High Schoolers Debate US Constitution

State teams learn respect for the shades of gray in American law

The crew-cut high school sophomore leans forward, an earnest expression on his face, and tackles the question, "What rights does the Bill of Rights protect?"

His ad-libbed answer is action-packed, sprinkled with quotes from James Madison's essays in "The Federalist Papers," the implications of a 19th-century Supreme Court decision, and a passage from Plato's "Republic."

But no sooner does he finish than a fellow student - one of five seated before a panel of three interrogators - jumps in with a hearty "I disagree." She rattles off a different interpretation of the quote by Madison and counters the Supreme Court decision with another by the Court in 1911. Like her predecessor, she has no notes before her.

The 30 students in the room are from Lincoln High School in Portland, Ore. They and their small retinue of teachers and parents were in Washington last weekend for the finals of the national competition "We the People ... the Citizen and the Constitution." The Oregon delegation was among 1,200 high school students from every US state, territory, and the District of Columbia.

Worth the effort

The students have spent this school year studying an intense, demanding course on the Constitution and Bill of Rights that was added to the regular curricula of their schools. Despite the added workload, the students concur on one key point: The effort is definitely worthwhile.

"I joined because my friends told me how much they had learned," says Ashley Schmidt of Portland. "It's been definitely worth it, absolutely."

"Above everything else," says another Oregon student, "this course teaches you respect for the shades of gray in the Constitution, the Bill of Rights, and the body of American law."

After the two previous competitors wind up, five new students and three new interrogators take their places at tables set in front of the audience. The next question: "How did the values and principles embodied in the Constitution shape American institutions and practices?"

For these students, it has been a year of learning that the Constitution and the Bill of Rights, as this debate demonstrated, are far more than seven articles amended 27 times. Their study has taken them through a maze of historic precedents, countless legal interpretations, court decisions, and the wisdom of social and legal philosophers, some of whose works have been read for more than 25 centuries.
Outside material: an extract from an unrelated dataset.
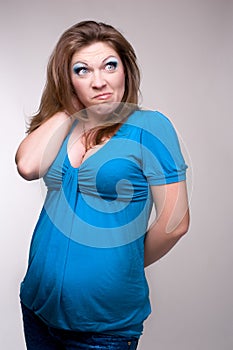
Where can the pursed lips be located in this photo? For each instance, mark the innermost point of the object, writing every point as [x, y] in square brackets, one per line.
[103, 96]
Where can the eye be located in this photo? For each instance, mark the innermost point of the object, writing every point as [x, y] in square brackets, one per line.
[111, 65]
[80, 69]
"We the People ... the Citizen and the Constitution" was founded 10 years ago by the Commission on the Bicentennial of the US Constitution. It is funded by the US Department of Education and administered by the Center for Civic Education, a think tank in Calabasas, Calif.

The center has designed detailed courses on the Constitution and the Bill of Rights that it offers to high schools and some elementary schools across the nation. Since the program began in 1987, more than 20 million students have participated. The climax each year is the Washington competition.

Lincoln High School has won its district and state competition debates since the program started. The teams of 30 students each have also won three national championships, one second-place finish, and two fourth-place prizes. This year' team came in third. First place went to Our Lady of Lourdes Academy in Miami, Fla.

Countering ignorance

"We the People" courses are taught at Lincoln High by three lawyers. One of the three, Hal Hart, founded the program in response to a barrage of complaints about American primary and secondary education. A burly, cheerful man, Mr. Hart was alarmed by polls which showed the depth of constitutional ignorance among high school students.

"Most of them would vote out of sheer ignorance to eliminate the Bill of Rights," he says.

Lincoln High's students are intensely involved in their constitutional studies. Aside from several protracted classroom sessions, they meet on their own, usually one or two afternoons a week, to review what they've learned, debate the meaning of the subjects and systems, and throw bits of constitutional arcana at each other - everything from the Founding Fathers' view of "the public welfare" to the difference between protected and unprotected speech in the Bill of Rights.

All of this - as well as their performance at the Washington competition - is conducted with youthful enthusiasm. For many of the young people, it's been a challenging introduction to their country's legal underpinnings - as well as to the increasingly lost art of public speaking.